O cearense Samuel de Souza Frota, de 23 anos, recebeu um convite de um amigo, também do Ceará, para trabalhar como telefonista na Inglaterra, mas morreu cinco meses após chegar ao país europeu. O corpo de Samuel foi encontrado no último domingo (12), em uma linha férrea na cidade de Warrington, próxima a Liverpool.
A confirmação oficial da morte foi repassada à família na quinta-feira (16). Desde então, parentes tentam entender o que aconteceu com o jovem e cobram investigação das autoridades britânicas. O caso também mobiliza órgãos brasileiros responsáveis por assistência consular e apoio à família.
Samuel deixou o Ceará motivado pela possibilidade de construir uma vida melhor fora do país. Segundo familiares, ele viajou acreditando que teria uma função específica e salário garantido. No entanto, ao chegar ao Reino Unido, a realidade teria sido diferente do que foi prometido.
De acordo com uma familiar, Samuel teria ido à Inglaterra para atuar como telefonista e cuidar da agenda de garotas de programa.
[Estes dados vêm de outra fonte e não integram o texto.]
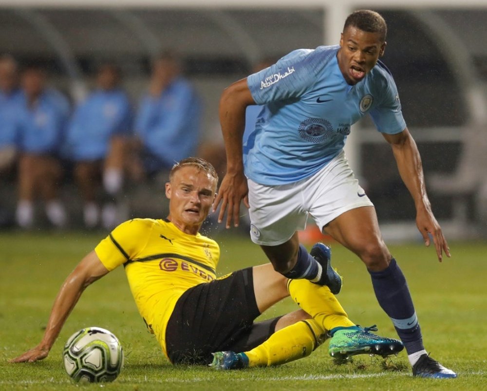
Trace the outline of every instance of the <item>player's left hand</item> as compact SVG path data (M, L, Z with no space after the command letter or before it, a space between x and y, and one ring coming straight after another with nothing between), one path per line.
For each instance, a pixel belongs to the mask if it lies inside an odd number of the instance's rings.
M433 238L433 242L436 250L438 260L441 262L443 257L443 252L450 258L450 249L448 247L447 240L443 236L440 224L431 210L418 210L416 216L416 224L421 232L425 244L429 247L431 243L430 235Z
M28 350L23 354L21 354L19 357L12 358L9 361L9 363L14 363L18 362L34 362L39 360L43 360L47 357L49 354L49 350L46 348L40 346L36 346L34 349Z

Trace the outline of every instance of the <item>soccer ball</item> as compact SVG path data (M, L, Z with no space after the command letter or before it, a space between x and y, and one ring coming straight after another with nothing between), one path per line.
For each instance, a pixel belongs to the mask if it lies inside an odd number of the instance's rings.
M75 333L66 343L62 355L66 372L75 382L113 381L124 363L118 339L101 327L86 327Z

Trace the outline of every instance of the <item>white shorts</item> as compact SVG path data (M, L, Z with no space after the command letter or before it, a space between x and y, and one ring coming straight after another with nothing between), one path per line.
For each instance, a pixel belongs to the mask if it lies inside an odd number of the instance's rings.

Porém, ao chegar ao destino, passou a trabalhar como segurança, atividade diferente da que havia sido acertada inicialmente.
Ainda segundo os parentes, o jovem reclamou das mudanças nas condições de trabalho e procurou a agência responsável pela contratação. Depois disso, ele teria começado a sofrer ameaças e deixado de receber pelos serviços prestados.
Sem salário e sob forte pressão emocional, Samuel relatava à família momentos de medo e insegurança. As conversas com parentes no Ceará indicavam que ele enfrentava dificuldades financeiras e psicológicas.
Em uma rede social profissional, Samuel se apresentava como vendedor de uma marca de roupas. Dias antes de ser encontrado morto, ele desativou a conta pessoal no Instagram, o que também chamou a atenção da família.
O Ministério das Relações Exteriores informou, por meio do Consulado-Geral do Brasil em Edimburgo, que acompanha o caso e mantém contato com autoridades locais e familiares, prestando a assistência consular necessária.
Já a Secretaria dos Direitos Humanos do Ceará (Sedih) afirmou que está oferecendo apoio à família desde a confirmação da morte, por meio da Política Estadual para Migrantes, Refugiados e Apátridas e de enfrentamento ao tráfico de pessoas. O órgão também disponibilizou acompanhamento psicossocial.
A advogada da família, Layanna Pontes, informou que recebeu documento oficial emitido pela polícia britânica, considerado um atestado de óbito provisório. O registro informa a data da morte e o reconhecimento do corpo por impressões digitais.
Até agora, não foi divulgado se há suspeita de crime ou causa definida da morte. A defesa pretende solicitar novos documentos e exames periciais para esclarecer o caso. Enquanto aguardam respostas, familiares também buscam informações sobre o translado do corpo para o Ceará. Nas redes sociais, a irmã de Samuel lamentou a perda e fez um apelo por justiça. O caso segue sob investigação das autoridades inglesas.